When you have measured calibration data but don't know the exact correction formula, you can provide a curve dictionary and let the SDK fit a polynomial automatically. Set coefficients to an integer specifying the polynomial order.

@dataclasses.dataclass
class CalibratedEthanol(BravoLiquidClass):
    tip: type[AgilentTip] = AgilentTip_250
    min_volume: Decimal = dataclasses.field(default=Decimal(default="51"))
    max_volume: Decimal = dataclasses.field(default=Decimal(default="250"))
    # Set coefficients to an int to specify polynomial order for fitting
    coefficients: list[decimal.Decimal] | int = 2
    # Measured calibration points: target µL → corrected plunger µL
    curve: dict[float, float] | None = dataclasses.field(
        default_factory=lambda: {
            0:   0.0,
            50:  51.8,
            100: 102.5,
            150: 153.4,
            200: 204.6,
            250: 255.9,
        }
    )
    aspirate_velocity: Decimal = dataclasses.field(default=Decimal(default="35.0"))
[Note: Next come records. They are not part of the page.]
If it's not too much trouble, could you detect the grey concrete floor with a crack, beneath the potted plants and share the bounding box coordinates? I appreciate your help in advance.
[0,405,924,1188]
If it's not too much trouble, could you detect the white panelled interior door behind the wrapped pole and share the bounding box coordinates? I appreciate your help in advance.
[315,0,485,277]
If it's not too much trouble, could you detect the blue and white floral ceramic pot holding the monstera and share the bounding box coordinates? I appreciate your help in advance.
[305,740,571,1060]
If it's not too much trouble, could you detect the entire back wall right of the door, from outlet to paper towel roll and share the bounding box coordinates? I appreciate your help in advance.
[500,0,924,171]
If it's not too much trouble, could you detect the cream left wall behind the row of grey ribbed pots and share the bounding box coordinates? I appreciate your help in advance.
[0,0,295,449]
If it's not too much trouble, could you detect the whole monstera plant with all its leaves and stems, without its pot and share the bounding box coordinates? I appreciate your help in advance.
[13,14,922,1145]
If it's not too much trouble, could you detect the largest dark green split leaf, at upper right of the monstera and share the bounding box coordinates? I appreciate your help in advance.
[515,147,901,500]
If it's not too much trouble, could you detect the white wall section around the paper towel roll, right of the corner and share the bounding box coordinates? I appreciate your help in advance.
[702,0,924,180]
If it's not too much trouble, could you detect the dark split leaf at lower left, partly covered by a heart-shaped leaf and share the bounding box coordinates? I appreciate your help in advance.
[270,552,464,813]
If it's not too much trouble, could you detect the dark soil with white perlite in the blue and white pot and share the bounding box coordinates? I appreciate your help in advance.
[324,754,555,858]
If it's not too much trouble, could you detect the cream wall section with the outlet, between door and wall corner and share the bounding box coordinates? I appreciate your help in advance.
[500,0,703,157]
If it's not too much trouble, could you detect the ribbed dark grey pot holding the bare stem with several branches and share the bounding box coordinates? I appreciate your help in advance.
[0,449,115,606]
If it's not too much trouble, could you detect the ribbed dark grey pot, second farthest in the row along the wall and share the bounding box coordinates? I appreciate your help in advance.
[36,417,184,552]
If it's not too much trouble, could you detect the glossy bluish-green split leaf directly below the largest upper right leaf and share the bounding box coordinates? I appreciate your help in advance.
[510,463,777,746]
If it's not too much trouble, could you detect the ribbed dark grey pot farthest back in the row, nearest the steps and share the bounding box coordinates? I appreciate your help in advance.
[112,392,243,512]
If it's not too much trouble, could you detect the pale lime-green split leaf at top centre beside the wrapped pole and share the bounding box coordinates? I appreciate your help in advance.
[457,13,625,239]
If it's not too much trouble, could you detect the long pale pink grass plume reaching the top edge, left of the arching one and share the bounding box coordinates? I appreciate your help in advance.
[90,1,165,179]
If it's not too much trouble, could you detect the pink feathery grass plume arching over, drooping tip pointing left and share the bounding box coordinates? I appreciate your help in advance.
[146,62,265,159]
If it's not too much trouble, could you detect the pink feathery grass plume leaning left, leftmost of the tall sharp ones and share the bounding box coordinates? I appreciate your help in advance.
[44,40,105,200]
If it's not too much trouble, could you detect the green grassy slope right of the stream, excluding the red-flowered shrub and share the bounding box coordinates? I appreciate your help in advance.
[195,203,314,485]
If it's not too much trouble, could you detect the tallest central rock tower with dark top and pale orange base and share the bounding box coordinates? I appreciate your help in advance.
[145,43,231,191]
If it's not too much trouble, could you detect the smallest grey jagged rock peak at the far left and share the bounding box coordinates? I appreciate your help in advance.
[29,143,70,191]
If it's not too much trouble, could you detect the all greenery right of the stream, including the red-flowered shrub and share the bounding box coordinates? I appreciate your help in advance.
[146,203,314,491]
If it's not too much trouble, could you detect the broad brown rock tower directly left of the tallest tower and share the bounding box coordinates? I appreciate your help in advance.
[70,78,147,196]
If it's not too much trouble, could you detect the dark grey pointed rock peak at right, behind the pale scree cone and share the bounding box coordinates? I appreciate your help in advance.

    aspirate_acceleration: Decimal = dataclasses.field(default=Decimal(default="75.0"))
    aspirate_velocity_into_wells: Decimal = dataclasses.field(default=Decimal(default="45.0"))
    aspirate_velocity_out_of_wells: Decimal = dataclasses.field(default=Decimal(default="55.0"))
    aspirate_acceleration_into_wells: Decimal = dataclasses.field(default=Decimal(default="90.0"))
    aspirate_acceleration_out_of_wells: Decimal = dataclasses.field(default=Decimal(default="110.0"))
    aspirate_post_delay_ms: int = 500
    dispense_velocity: Decimal = dataclasses.field(default=Decimal(default="40.0"))
    dispense_acceleration: Decimal = dataclasses.field(default=Decimal(default="80.0"))
    dispense_velocity_into_wells: Decimal = dataclasses.field(default=Decimal(default="55.0"))
    dispense_velocity_out_of_wells: Decimal = dataclasses.field(default=Decimal(default="45.0"))
    dispense_acceleration_into_wells: Decimal = dataclasses.field(default=Decimal(default="110.0"))
    dispense_acceleration_out_of_wells: Decimal = dataclasses.field(default=Decimal(default="90.0"))
    dispense_post_delay_ms: int = 500
  • coefficients: int = 2 means "fit a quadratic polynomial (2 coefficients) to the calibration data"
  • The curve dictionary maps target volumes (µL) to measured corrected plunger volumes (µL)
  • The SDK uses least-squares fitting to derive the polynomial coefficients automatically at initialization time
The curve approach is recommended when you have measured calibration data from gravimetric testing. Use direct coefficients when you already know the correction formula or want a simple linear correction.